Que ce soit pour le secteur privé ou les terres de l’EAC et de l’EAI, il prévient du « loi nulle “qui existe et ne fait que renforcer” pratiques informelles, de recherche de rente et spéculatives“. A Beni Tamou, le jeune agriculteur confirme : « Aujourd’hui, ici même dans ce secteur où nous sommes, je connais une famille qui possède 350 serres installées sur les terres de l’EAC.« .

Ces dernières années, les cas de transactions informelles et de ventes spéculatives se sont multipliés. Chez les propriétaires privés, le morcellement du foncier “lié à l’héritage intergénérationnel et à la copropriété” continue d’être un sujet d’inquiétude, rappelle aussi Omar Bessaoud.

Indique que le ” la législation agraire peut inciter les coopérateurs ou les copropriétaires à créer des sociétés civiles et/ou des sociétés agricoles mixtes, constituées de parts sociales cessibles et négociables pour maintenir l’unité et la viabilité des terres agricoles« .

Croissance de la production mais pas de développement agricole

De son côté, l’économiste Abdellatif Benachenhou est particulièrement sévère à l’égard du vide juridique qui règne dans le secteur agraire.

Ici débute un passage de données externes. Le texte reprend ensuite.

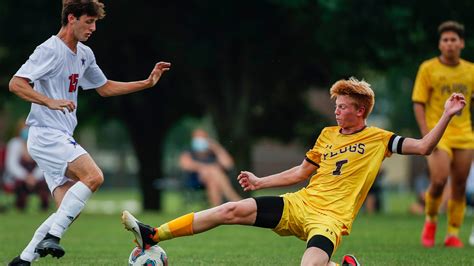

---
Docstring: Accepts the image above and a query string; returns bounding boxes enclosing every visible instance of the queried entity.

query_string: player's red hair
[329,77,375,118]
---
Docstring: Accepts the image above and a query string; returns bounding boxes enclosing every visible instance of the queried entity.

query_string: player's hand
[237,171,258,191]
[46,99,76,114]
[146,62,171,87]
[444,93,466,116]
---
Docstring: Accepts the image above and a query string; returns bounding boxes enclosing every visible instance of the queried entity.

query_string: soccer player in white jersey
[9,0,171,265]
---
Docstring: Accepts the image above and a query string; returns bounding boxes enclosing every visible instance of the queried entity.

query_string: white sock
[49,181,92,238]
[20,213,56,262]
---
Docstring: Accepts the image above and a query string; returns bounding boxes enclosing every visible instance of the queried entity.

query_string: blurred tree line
[0,0,474,209]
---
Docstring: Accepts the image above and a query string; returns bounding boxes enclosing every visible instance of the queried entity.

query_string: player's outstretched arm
[402,93,466,155]
[237,160,317,191]
[97,62,171,97]
[8,76,76,113]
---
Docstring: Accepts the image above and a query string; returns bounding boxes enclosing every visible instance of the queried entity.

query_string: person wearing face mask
[179,128,241,206]
[4,120,50,211]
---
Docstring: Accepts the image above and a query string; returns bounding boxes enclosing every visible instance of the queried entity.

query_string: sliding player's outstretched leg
[122,211,158,249]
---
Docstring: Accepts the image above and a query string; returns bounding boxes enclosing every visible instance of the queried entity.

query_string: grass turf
[0,192,474,265]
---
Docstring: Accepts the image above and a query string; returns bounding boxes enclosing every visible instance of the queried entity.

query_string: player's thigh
[451,149,473,185]
[252,196,284,229]
[427,149,451,182]
[66,153,103,181]
[52,180,76,207]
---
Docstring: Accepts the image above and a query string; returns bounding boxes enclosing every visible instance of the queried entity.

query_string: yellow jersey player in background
[412,21,474,247]
[122,78,465,265]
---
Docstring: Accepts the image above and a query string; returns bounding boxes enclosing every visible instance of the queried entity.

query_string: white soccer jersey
[15,35,107,136]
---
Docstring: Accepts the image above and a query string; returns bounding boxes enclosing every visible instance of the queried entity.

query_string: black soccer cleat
[341,254,360,266]
[8,256,31,266]
[35,233,66,259]
[122,211,158,249]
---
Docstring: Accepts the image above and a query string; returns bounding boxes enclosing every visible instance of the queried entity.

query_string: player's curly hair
[438,20,464,39]
[61,0,105,26]
[329,77,375,118]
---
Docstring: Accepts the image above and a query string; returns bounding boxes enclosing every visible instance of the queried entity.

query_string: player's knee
[84,173,104,191]
[219,202,238,224]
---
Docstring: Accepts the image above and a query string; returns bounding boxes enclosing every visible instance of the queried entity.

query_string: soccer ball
[128,245,168,266]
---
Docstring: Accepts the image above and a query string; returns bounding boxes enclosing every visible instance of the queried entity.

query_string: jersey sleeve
[382,130,405,157]
[15,45,61,82]
[79,51,107,90]
[411,63,430,103]
[305,130,324,168]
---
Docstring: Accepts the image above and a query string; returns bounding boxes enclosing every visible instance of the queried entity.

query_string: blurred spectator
[180,129,241,206]
[4,120,49,211]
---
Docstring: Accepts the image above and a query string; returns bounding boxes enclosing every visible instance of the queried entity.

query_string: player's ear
[67,13,78,23]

Au terme d’une étude réalisée en 2010 sur la Mitidja, il souligne que l’augmentation de la production est réelle » mais cette croissance de la production n’est pas un développement agricole, c’est-à-dire un processus cumulatif d’investissement, d’innovation, d’intensification et de croissance des exploitations et des revenus des producteurs« .

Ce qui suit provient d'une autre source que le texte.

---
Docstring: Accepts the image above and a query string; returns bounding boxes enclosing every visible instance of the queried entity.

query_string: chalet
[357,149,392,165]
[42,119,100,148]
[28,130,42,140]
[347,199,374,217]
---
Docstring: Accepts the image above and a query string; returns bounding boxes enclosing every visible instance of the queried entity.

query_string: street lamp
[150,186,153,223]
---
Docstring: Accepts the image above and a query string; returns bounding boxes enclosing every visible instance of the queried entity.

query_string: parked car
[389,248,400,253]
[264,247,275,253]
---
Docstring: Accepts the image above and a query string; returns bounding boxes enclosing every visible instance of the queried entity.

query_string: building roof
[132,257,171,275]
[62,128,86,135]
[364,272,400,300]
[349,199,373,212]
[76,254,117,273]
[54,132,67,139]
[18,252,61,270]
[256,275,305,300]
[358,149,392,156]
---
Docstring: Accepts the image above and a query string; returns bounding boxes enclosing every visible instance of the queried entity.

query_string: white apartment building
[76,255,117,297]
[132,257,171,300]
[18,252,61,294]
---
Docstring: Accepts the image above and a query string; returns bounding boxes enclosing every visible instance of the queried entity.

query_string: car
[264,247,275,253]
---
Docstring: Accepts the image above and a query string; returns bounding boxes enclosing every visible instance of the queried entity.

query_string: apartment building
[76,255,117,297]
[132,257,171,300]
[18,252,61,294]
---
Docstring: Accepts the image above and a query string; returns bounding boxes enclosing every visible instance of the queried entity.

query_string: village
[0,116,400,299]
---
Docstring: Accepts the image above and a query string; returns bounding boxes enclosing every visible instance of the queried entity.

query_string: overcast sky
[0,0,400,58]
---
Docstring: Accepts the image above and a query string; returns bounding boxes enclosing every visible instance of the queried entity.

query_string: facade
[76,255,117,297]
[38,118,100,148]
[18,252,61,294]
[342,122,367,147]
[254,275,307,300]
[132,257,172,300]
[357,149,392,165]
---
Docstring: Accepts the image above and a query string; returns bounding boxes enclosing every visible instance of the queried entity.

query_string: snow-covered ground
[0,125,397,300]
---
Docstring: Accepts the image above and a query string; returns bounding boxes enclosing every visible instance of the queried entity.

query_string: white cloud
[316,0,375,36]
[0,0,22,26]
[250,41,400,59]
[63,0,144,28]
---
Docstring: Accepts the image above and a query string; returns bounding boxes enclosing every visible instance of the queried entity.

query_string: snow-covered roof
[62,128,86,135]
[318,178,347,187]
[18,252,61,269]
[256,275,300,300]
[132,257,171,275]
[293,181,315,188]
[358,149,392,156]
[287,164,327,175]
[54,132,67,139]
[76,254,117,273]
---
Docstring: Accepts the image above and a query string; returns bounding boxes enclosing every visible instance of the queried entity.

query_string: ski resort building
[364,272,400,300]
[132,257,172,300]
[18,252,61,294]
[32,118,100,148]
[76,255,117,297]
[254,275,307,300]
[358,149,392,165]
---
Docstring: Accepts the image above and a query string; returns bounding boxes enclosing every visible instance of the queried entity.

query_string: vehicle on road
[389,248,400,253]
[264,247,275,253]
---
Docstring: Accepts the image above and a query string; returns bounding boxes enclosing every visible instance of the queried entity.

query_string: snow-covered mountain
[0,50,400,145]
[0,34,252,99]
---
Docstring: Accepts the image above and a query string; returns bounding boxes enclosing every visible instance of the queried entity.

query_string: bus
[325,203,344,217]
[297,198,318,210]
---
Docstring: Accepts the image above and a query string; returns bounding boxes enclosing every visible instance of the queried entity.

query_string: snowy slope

Selon lui, cette incertitude juridique favorise le court terme, « c’est-à-dire l’horticulture et la location, d’une manière ou d’une autre, des vergers existants. S’oppose aux investissements à plus long terme.« .

L’économiste critique les inégalités sociales liées à la situation actuelle et en termes de développement agricole, il suggère « une action multiforme, impliquant tous les acteurs, dans une logique de production et non de contrôle comme ce fut le cas pendant des décennies ».

Agriculture et libération des forces productives

Commentant l’annulation des dettes des agriculteurs à l’époque du président Bouteflika, le jeune producteur de Béni Tamou déclare : Si je pouvais lui parler, je lui dirais de ne pas payer ces dettes mais de faire en sorte que les agriculteurs fassent tout simplement leur travail dans des conditions décentes.« .

Pour Abdellatif Benachenhou, ce jeune agriculteur résume parfaitement la situation : « l’annulation des dettes des agriculteurs est une mauvaise réponse à un vrai problème : celui de la libération des forces productives de la région et, pourrait-on ajouter, celui de l’agriculture algérienne dans son ensemble« .

A l’heure de la crise ukrainienne et de l’amélioration de la sécurité alimentaire du pays, la question des terres agricoles est donc cruciale. Mais elle révèle aussi d’autres enjeux : l’appropriation du territoire. Cette appropriation qui a conduit, pendant la Guerre de Libération Nationale, le monde rural à adhérer pleinement à la lutte contre le système colonial responsable de la dépossession de la terre.

La lutte pour la possession de la terre est toujours d’actualité. ” La Mitidja coloniale envoyait son argent en métropole. La Mitidja actuelle continue d’alimenter les circuits et les rentes d’ailleurs, notamment dans le commerce et l’immobilier. l’histoire bégaie», conclut Abdellatif Benachenhou.

1 Vingt ans plus tard. Réalités agraires aux portes d’Alger. La Mitija. A. Imache, T. Hartani, S. Bouarfa, M. Kuper. Éditions Alpha, Algérie, 2010.